A SENIOR Swindon solicitor has spoken out against the opening up of magistrates’ court on Saturdays.
The Princes Street court already opens on Saturday mornings for cases deemed so serious by the police that the suspects involved have been held in the cells.
But the HM Courts and Tribunal Service has confirmed to the Adver that Swindon Magistrates’ Court will now also be dealing with drink driving and other traffic offences from Saturday, August 15.
Lawyers and their clients can apply to have cases moved to a weekday if they aren’t able to attend.
A spokesman said: “The range of cases heard at Swindon Magistrates’ on a Saturday will be temporarily extended to help reduce the overall caseload and ensure swift justice.”

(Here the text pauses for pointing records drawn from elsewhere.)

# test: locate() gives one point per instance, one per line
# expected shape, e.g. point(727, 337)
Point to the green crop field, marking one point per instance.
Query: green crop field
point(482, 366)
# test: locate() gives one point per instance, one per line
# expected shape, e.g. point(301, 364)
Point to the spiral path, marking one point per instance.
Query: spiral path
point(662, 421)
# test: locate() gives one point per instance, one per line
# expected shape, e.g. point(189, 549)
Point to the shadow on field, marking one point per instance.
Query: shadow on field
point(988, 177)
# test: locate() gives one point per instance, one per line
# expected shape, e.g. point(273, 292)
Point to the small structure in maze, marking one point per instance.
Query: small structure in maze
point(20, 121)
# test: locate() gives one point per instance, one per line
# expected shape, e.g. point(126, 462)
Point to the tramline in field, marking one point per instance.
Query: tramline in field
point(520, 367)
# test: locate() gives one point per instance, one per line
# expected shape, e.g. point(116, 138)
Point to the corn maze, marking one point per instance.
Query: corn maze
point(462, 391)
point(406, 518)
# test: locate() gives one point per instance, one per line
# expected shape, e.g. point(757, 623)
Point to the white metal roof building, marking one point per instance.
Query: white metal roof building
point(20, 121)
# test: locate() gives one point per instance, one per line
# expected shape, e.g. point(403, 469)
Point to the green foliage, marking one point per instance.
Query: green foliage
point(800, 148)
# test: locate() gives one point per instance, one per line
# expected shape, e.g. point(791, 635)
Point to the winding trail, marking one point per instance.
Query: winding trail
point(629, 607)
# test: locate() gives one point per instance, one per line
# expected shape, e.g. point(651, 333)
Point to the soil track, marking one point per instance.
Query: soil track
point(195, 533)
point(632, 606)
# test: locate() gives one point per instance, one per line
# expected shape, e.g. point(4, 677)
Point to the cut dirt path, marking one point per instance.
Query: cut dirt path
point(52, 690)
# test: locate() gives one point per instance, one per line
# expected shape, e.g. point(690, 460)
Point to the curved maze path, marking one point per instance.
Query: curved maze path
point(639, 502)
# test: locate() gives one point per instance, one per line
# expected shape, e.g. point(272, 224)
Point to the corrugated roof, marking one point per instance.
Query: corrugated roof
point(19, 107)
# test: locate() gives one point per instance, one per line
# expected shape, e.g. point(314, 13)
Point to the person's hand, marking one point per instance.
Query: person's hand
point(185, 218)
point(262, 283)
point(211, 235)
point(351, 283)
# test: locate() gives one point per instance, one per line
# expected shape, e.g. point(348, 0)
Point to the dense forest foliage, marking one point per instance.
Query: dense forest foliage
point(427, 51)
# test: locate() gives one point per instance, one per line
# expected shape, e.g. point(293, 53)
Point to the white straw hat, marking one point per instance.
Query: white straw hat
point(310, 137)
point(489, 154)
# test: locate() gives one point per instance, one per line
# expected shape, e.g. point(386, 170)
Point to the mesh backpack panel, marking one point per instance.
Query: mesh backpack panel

HMCTS has said the Legal Aid Agency will arrange for additional duty solicitors to be available, with cover being organised on a voluntary basis.
But the Adver understands solicitors’ firms will not be paid extra to cover the Saturday courts.
And Swindon solicitor Rob Ross, who runs Victoria Road-based firm Ross Solicitors, has spoken out about the change.
He said: “I can’t expect my staff to do things for nothing.
“We’ve told them [HMCTS] we’re being offered absolutely nothing and put ourselves out.”
The experienced lawyer questioned why there was a need to run Saturday courts when the courts were oftentimes sitting idle from Monday to Friday.
“Why are you having to have Saturday courts to get rid of a backlog when you’re not using courts during the week?” he asked.
In a message to the Lord Chancellor and Justice Secretary, South Swindon MP Robert Buckland, Mr Ross said: “Why don’t you come and talk to people who are actually working on the coal face and find out what it is actually like, then you might get some conception about how to make things better.”
A spokesman for Mr Buckland replied: “Solicitors will get paid for the work they do and it is misleading to suggest otherwise.
“Magistrates are of course volunteers and Robert is extremely grateful to them for rising to the challenge coronavirus has given the justice system.
“The Lord Chancellor has spent almost all of his professional career working in courts and speaks to practitioners on an almost daily basis.
“There seems little point in speaking with Mr Ross as you can find out whatever’s on his mind by opening a local newspaper on any given day.”